A new era is unfolding in women’s sport - and brand strategists should be paying close attention.
At the 2025 WNBA All-Star Game, players made headlines not just for their performance on court but for their demand off it: Pay Us What You Owe Us. The T-shirts they wore during warm-ups weren’t just protest statements - they were brand signals. About ownership. Value. Equity. Growth. And about a league that’s fast becoming the most interesting business story in sport.
This isn’t just a sporting moment. It’s a brand culture shift in real time.
The Growth Is Real - And Quantifiable
The WNBA’s commercial growth is undeniable:
Viewership surged 170% on ESPN in 2024 (source: ESPN)
Ticket sales increased 26%, while merchandise sales jumped 40%
A new $2.2 billion media-rights deal (beginning in 2026) signals long-term viability and mainstream interest
Expansion fees for new franchises are $250 million apiece, with the Golden State Valkyries valued at $500 million
This growth is powered by a new generation of culturally resonant players like Caitlin Clark and Angel Reese, but also by the league’s broader relevance in conversations around equity, gender, and representation.
Labour, Equity, and Visibility Are Converging
Currently, WNBA players receive just 9.3% of league revenue - compared to ~50% in the NBA, NFL, and NHL. Even UFC fighters receive between 16–20%. Clark, the most talked-about rookie in years, earns roughly $78,000 on her contract – less than some marketing interns at Nike.
This isn’t a question of whether the players should earn as much as LeBron James. It’s about whether their share reflects the actual revenue they’re generating. And whether brands, leagues, and owners are willing to back equity with structure – not just sentiment.
As Jemele Hill notes, "The WNBA is arguably in better shape than the NBA was at the same juncture.” So why isn’t player pay keeping pace?
What It Means for Brands
The WNBA is more than a league - it’s becoming a platform for equity-first brand storytelling. From jersey sponsors to broadcast partners, every brand association is now an implicit stance on fairness, visibility, and long-term value creation.
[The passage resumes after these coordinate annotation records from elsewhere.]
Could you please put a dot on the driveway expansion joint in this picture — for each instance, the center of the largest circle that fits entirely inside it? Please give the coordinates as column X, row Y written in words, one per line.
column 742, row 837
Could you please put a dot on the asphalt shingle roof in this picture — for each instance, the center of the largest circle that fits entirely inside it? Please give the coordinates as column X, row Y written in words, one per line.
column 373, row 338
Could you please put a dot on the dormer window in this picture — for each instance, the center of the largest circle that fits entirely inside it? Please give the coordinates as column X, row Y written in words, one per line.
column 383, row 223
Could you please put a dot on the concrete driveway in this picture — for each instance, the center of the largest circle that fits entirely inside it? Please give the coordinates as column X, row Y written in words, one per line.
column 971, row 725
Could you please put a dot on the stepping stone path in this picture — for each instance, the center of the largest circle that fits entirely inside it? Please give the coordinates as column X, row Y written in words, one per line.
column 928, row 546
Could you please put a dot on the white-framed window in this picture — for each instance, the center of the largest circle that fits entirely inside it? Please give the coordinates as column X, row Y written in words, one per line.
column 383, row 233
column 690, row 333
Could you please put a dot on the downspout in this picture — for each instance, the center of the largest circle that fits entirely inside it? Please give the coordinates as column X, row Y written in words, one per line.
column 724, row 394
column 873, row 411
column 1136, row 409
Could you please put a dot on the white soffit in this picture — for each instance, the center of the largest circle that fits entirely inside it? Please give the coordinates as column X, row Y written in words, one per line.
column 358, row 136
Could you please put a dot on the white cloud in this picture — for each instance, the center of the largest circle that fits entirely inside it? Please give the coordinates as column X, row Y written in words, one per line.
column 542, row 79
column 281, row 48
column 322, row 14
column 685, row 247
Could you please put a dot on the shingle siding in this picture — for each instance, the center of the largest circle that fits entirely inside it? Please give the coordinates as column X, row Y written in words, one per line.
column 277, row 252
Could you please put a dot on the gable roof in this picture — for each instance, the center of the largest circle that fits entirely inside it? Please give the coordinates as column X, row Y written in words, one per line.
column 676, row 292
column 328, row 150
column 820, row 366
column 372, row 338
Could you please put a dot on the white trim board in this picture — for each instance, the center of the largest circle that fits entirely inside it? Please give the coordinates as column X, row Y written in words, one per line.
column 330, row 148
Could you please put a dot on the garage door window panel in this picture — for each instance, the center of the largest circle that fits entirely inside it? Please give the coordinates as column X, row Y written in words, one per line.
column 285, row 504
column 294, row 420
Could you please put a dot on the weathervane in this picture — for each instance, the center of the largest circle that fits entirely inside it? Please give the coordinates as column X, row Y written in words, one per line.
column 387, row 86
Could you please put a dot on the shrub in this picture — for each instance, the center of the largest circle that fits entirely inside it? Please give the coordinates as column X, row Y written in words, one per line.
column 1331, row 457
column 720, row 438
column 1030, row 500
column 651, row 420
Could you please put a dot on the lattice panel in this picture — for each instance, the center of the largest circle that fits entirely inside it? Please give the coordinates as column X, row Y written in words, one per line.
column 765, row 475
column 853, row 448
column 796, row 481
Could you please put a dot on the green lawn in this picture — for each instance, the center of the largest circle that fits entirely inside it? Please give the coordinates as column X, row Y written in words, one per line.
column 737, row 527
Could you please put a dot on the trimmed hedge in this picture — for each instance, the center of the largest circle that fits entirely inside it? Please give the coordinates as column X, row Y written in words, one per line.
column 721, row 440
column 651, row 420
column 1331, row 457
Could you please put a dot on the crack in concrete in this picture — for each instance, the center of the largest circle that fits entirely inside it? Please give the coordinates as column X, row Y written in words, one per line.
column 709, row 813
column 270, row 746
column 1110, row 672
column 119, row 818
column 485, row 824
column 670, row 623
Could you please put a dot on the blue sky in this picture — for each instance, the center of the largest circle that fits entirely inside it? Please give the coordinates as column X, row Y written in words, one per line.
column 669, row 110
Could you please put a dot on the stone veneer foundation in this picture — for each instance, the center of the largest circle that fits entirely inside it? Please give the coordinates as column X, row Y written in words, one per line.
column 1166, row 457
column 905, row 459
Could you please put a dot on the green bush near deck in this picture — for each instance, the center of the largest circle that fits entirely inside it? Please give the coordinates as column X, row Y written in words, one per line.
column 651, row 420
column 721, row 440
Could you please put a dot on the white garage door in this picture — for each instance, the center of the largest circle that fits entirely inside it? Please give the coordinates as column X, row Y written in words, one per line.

Meanwhile, athletes themselves are evolving into brand forces: they’re outspoken, digitally savvy, and shaping the league’s voice with agency. Caitlin Clark’s arrival, Angel Reese’s confidence, and the players’ collective action show that WNBA stars aren’t just talent - they’re cultural capital.
For brand marketers, this moment offers a unique combination:
Narrative power: A league with clear underdog-to-mainstream growth trajectory
Cultural clarity: Players are aligned on values - equity, representation, agency
Untapped storytelling: The player-league–brand triangle is wide open for meaningful investment and innovation
Key Takeouts
The WNBA is no longer niche - it’s a fast-scaling cultural asset
Athletes are framing the narrative, not just performing in it
Revenue growth is clashing with legacy inequity - and fans are noticing
Brands seen backing parity will be culturally aligned with rising generations
The league's investment structure is maturing fast - and so is its audience
Next Steps for Brand Marketers
Audit your alliances - Are your sports investments matching where culture and equity are heading?
Get closer to the athletes - Not just the league, but the voices shaping its direction
Create parity-led partnerships - Use your leverage to build campaigns, not just sponsorships
Monitor equity as performance - Don’t wait for equality to be commercially safe. Lead it.
Rethink ROI in women’s sports - The metrics are shifting. The cultural upside is already here.